Eric Church and band then took the stage delivering a highly energetic set opening with “Ain’t Killed Me Yet”, “Two Pink Lines”, “These Boots”, and “Guys like Me” . Church’s performance resembled that of a rock show generating contagious energy bringing the crowd to its feet at numerous points within the set. The performance continued with the band shredding through a balanced mix of hits and deep album cuts including “Pledge Allegiance to the Hag” and “Before She Does”. Bringing the party into full swing Church delivered crowd favorite songs “Smoke a little Smoke” and “How About You” to thunderous applause before closing the set with the slower paves crowd sing along “Love Your Love The Most” garnering a standing ovation.
Headliner Hank WIlliams Jr and band took the stage opening their set to thundering cheers with the self titled “My Name is Bocephus” bringing the arena to its feet and into a literal frenzy. The band continued with “The Conversation” and “Dixie on my mind” – one of many Georgia country anthems that would come throughout the set. Next, the band went into Skynyrd’s “Working for MCA” to crowd cheers and demonstrating the bands versatility and Hank’s southern rock side.
A quarter into the nearly 2 hour set, the band left the stage as Hank transformed the packed arena into an intimate local bar as he solely took center stage with guitar and piano to deliver a set of original hits and influential country and southern rock classics intertwined with personal tales of the artists life and upbringing.

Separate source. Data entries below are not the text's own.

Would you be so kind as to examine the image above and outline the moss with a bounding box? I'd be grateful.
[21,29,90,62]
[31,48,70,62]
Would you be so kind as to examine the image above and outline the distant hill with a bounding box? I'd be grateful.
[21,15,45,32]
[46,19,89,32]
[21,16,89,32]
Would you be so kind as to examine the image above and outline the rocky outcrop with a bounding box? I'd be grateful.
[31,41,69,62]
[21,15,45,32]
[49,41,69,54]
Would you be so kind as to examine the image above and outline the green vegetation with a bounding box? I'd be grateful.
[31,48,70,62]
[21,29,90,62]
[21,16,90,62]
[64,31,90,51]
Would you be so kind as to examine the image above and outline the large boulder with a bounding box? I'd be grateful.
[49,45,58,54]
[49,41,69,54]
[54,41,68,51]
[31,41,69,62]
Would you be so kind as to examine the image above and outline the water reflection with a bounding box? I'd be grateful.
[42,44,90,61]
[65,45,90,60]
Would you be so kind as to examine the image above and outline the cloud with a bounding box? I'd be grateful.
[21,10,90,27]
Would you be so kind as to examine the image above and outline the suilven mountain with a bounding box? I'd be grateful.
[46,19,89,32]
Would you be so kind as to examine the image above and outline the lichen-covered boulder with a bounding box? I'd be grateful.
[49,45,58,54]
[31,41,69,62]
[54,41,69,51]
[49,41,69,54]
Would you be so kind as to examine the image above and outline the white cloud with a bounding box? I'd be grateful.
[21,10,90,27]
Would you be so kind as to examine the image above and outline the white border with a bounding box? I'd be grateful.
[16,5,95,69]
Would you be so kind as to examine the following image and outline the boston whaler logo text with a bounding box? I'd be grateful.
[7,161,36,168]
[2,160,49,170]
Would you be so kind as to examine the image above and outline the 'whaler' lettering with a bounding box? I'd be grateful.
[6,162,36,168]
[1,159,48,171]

This began with “All My Rowdy Friends (Have Settled Down) on acoustic followed by Hank moving to piano to reminisce of growing up in the Williams home around the likes of Johnny Cash and Jerry Lee Lewis as he delivered “Whole Lotta Shaken” on piano before returning to solo guitar performing classic hits and crowd favorites “Outlaw Women” and “Dinosaur”.
The solo performance continued with a medley of classics from himself, family, and friends including “Tear in My Beer (Hank Sr)”, “Feeling Better”, “Good Ol’ Boys (Waylon Jennings)”, “I walk the line (Johnny Cash)”, and returning to “All My Rowdy Friends (Have Settled Down)”. Further commentary from the artist demonstrated Hank’s inate ability to speak to an arena of fans yet connect with each person on an individual level. A moment of silence soon revealed the opening chords of a “Country Boy Can Survive” sending chills over the arena floor as he addressed the current state of America and again demonstrated his ability to connect with his fans. As he often does with his most commonly known classic, the lyrics where altered at times to “America will survive” giving the crowd inspiration and the artists take on the current state of affairs of our country.
The band returned to the stage as Hank changed up the setlist of the night to sing his father’s “Lovesick Blues” to an elder woman friend in the crowd who he noted as the Rowdiest woman in the arena – nice personal touch. With the band now joining in, the party returned with an energetic performance of “Born To Boogie” leading into Waylon Jennings “Lonesome On’ry, and Mean” before blowing the roof of the joint with a rocking version of “All my rowdy friends are coming over tonight”. Indeed.
In classic Hank Williams Jr. form, the band had one more song in store for the audience as “Rowdy Friends” Jamey Johnson and Eric Church joined the living legend on stage to end the night with the classic “Family Tradition” with backing vocals provided by all in attendance.
Southern born and raised I grew up on the rock n’ roll side of the track. As I’ve aged my musical tastes have expanded and refined as I’ve come to realize the relevance of classic country music to our lives and the damn fan party that goes along with it!